Il est possible d'opérer un tournant écologique
L'ampleur de la crise de la biodiversité est telle qu'elle ne peut plus être résolue par une poignée de zones de protection de la nature et quelques volontaires. La conservation de la nature est passée du statut de simple passe-temps à celui d'enjeu mondial exigeant un engagement et une action concertée. Et c'est ce que la Journée internationale de la diversité biologique appelle à notre attention1.
Cette journée remonte au 22 mai 1992, date à laquelle les pays du monde entier ont élaboré ensemble la Convention sur la diversité biologique2, en prenant des engagements pour sauver les fondements écologiques de la vie. Pourtant, aujourd'hui, exactement 30 ans plus tard, nous avons peu de raisons de nous réjouir.
La dégradation de l'environnement constitue un risque systémique
Dans le monde entier, la taille des populations de vertébrés tels que les mammifères, les oiseaux et les poissons a connu une baisse moyenne alarmante de 68% depuis 19703. Et la situation est tout aussi dramatique pour d'autres groupes d'espèces comme les insectes4 et les plantes5. Le rythme d'extinction s'accélère6, mettant en péril le fondement même de notre existence.
Les politiques et les chef·fes d'entreprise du monde entier ont désormais pris conscience de cette réalité. Le ministère britannique de l'économie et des finances parle de la nature comme de «notre bien le plus précieux», et de l'incapacité collective à s'engager durablement dans la nature7. Le Forum économique mondial classe la perte de biodiversité parmi les principaux risques mondiaux8, tandis que Swiss Re estime qu'un cinquième des pays du monde est menacé par l'effondrement des écosystèmes9.
Un virage écologique est possible
Il est communément admis que tout nouvel appauvrissement de la nature conduira à son effondrement. Nous assistons déjà à une profusion de conflits entre l'utilisation croissante des terres et les derniers refuges écologiques: agriculture intensive ou biologique? Villes denses ou vertes? Les énergies renouvelables dans les réserves naturelles?
En tant qu'écologiste, je cherche à montrer que des alternatives écologiques et des situations gagnant-gagnant sont possibles. La restauration des écosystèmes endommagés10 renforce les synergies:
- Les êtres humains ont besoin de la nature: au lieu de séparer nos vies de la nature, nous devrions nous engager dans des relations riches avec les autres êtres vivants et notre monde de vie écologique. La proximité de la nature améliore notre qualité de vie et favorise la santé11.
- Tout paysage est nature: au lieu de protéger des poches isolées, nous devrions régénérer tous les paysages exploités. Les paysages restaurés atténuent les extrêmes climatiques, améliorent la beauté du paysage et préservent les services que nous rend la nature, comme la pollinisation.

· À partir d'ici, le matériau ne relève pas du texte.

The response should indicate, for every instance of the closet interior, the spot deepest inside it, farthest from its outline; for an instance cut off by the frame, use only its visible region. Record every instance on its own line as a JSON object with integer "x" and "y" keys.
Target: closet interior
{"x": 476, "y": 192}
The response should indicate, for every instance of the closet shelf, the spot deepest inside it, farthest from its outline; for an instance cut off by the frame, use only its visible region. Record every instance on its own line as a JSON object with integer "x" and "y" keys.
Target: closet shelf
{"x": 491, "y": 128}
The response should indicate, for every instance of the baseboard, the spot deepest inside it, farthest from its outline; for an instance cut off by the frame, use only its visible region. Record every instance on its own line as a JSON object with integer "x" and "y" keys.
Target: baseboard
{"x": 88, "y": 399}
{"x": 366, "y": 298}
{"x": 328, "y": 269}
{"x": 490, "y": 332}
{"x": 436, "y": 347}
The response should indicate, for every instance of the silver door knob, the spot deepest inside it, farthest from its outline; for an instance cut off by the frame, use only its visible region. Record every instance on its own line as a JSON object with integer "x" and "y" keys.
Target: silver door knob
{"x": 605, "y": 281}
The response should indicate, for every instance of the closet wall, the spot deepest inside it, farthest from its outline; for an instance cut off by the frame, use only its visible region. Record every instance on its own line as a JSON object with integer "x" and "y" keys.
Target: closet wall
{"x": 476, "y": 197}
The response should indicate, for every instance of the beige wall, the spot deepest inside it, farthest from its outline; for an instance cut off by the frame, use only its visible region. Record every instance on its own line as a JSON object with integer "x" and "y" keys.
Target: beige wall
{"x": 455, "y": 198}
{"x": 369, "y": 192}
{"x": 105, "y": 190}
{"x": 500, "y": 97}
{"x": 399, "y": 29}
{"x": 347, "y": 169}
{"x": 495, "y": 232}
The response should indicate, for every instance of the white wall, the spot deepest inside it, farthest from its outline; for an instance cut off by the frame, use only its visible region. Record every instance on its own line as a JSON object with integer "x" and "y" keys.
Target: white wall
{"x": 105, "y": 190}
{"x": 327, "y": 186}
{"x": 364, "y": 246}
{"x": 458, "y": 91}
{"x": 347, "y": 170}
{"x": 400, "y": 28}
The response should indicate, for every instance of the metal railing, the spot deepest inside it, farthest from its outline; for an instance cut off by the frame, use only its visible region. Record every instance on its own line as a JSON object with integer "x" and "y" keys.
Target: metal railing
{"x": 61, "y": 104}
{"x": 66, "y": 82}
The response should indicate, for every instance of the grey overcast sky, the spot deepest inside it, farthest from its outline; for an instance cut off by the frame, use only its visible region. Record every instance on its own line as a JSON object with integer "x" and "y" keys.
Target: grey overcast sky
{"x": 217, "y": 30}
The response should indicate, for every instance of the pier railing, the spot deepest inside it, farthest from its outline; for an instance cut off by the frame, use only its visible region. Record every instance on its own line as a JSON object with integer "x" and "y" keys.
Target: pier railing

- L'économie a besoin de la nature: une économie écologique construit le capital naturel au lieu de le détruire. Le plus grand nombre possible de nos activités devraient protéger, restaurer ou utiliser durablement le paysage.
Travailler avec la nature plutôt que contre elle
Ces solutions «fondées sur la nature12» fonctionnent en tandem avec la nature, génèrent des revenus et, si elles sont bien pensées, sont bénéfiques pour la biodiversité. Par exemple, l'agroécologie permet d'obtenir des cultures plus robustes et des sols sains, les forêts et les tourbières atténuent le changement climatique et les mangroves protègent les zones côtières.
Cette année, la Journée internationale de la diversité biologique nous met au défi de «construire un avenir partagé pour toutes les formes de vie». Nous pouvons y parvenir en favorisant des relations riches avec la nature dans notre vie quotidienne, en promouvant l'éducation et la recherche sur l'écologie et les solutions fondées sur la nature, et en investissant dans une économie fondée sur la nature.